Marc Rosich se ha encargado de adaptar el texto con la máxima fidelidad. "Hemos incluido dos poemas del 'Llibre Blanc' y transformado el monólogo en canciones. Pero hemos conservado ese lenguaje rústico, crudo, tan de payés del original. He concentrado partes del texto pero manteniendo casi siempre palabras originales", dice Rosich. Precisamente el contraste entre ese catalán rural y la modernidad de la música es una de las bazas que quiso potenciar el director para que no quedara un montaje "excesivamente romántico", explica Rosich, que en tresemanas presenta en el Foyer del Liceu la ópera 'Diálogos de Tirant y Carmesina', adaptación inspirada en 'Tirant lo Blanc' con música de Lluís Magrané y escenografía de Jaume Plensa, estrenada en verano en Peralada.

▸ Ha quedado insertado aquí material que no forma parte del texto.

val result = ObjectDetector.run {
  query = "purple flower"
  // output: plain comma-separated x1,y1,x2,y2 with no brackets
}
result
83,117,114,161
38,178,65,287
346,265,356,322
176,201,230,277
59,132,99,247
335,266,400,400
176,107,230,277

Considerada la primera escritora femininista del modernismo, Caterina Albert destacó por su retrato de las mujeres valientes en la sociedad represora y patriarcal de su época. Con 'La infanticida' rompió el mito del instinto maternal, se enfrentó a los clichés y convenciones de su época que no queda tan lejos de la nuestra. Basta ver el reciente caso del bebé arrojado al Besós ocurrido no hace tanto. El deseo, la falta de libertad de las mujeres y el amor son temas que aborda la pieza con una puesta en escena simple pero muy efectiva, firmada por Laura Clos 'Closca', con videoproyecciones que contribuyen a acercar esta obra del siglo XIX al XXI. 

Por cierto, esta no es la única adaptación de Caterina Albert esta temporada. El TNC estrenará en marzo 'Solitud', adaptación de su famosa novela en un montaje dirigido por Alícia Gorina. Las nuevas generaciones reivindican su legado.